Jewish homes were also a sanctuary for the many centuries when Jews suffered from ill-treatment in the outside world. Outside your home you might be called a dog or a swine, but within your home, you were honored as a being created in the image of God. A historian writing about Jewish life in the middle ages observed: "The purity of the Jewish home life was a constant antidote to the poisonous suggestions of life in the slums."
Preserving peace and harmony in the home was a very important Jewish value. Men were advised:
- Be not like a lion in your home, tyrannous and terrible.
- Make not those who live under your roof dread your presence.
- If your wife is short, bend over to hear her whisper.
- Love your wife as much as yourself and honor her more than yourself.
The commandment "you shall love your neighbor as yourself" was seen to apply also to the members of your own family and there was no such thing as company manners.
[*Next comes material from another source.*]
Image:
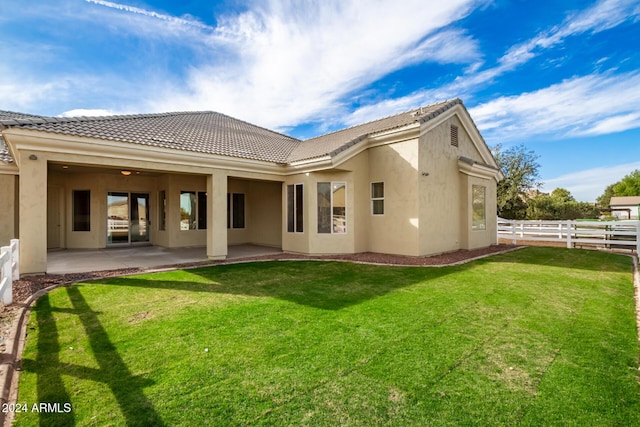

A contemporary Orthodox rabbi, wrote about this in an interesting way. He noted that he often discussed with families the need to keep one's temper within the home, and people would respond that their wife or husband or child had just made them so angry that they could not control themselves. "If you say you can't control yourself," he said, "that you are that mad - then imagine if the President of the United States were to walk into your home at that very moment. Surely then you would speak in a restrained and dignified manner. You can control yourself. You just have to be properly motivated to think of your spouse and your children as important as any visiting dignitary."
Keeping things peaceful at home was so important that on occasion one was allowed to shade the truth just a little bit. This comes from the one example of God not being totally forthcoming in the Bible. This is in the story of Abraham and Sarah. As you recall, three angels visit and tell Sarah that next year she would have a son. Sarah says: "Now that I am withered, am I to have enjoyment, with my husband so old" But when God reports her words to Abraham, God says: "Why did Sarah laugh, saying, Shall I in truth bear a child, as old as I am?" God did not want to create any friction between husband and wife. God wanted to preserve Shalom Bayit peace in the home.
The creation of peace in the home was considered a key to the creation of peace in the community, and peace in the community was a start towards making peace in the world.
Thus our prayerbook includes the words: "Those who have made peace in their house, it is as though they brought peace to all Israel, indeed to all the world." But continues, in the theme of our afternoon program: "Be not content to make peace in your own household alone: go forth and work for peace wherever men and women are struggling in its cause."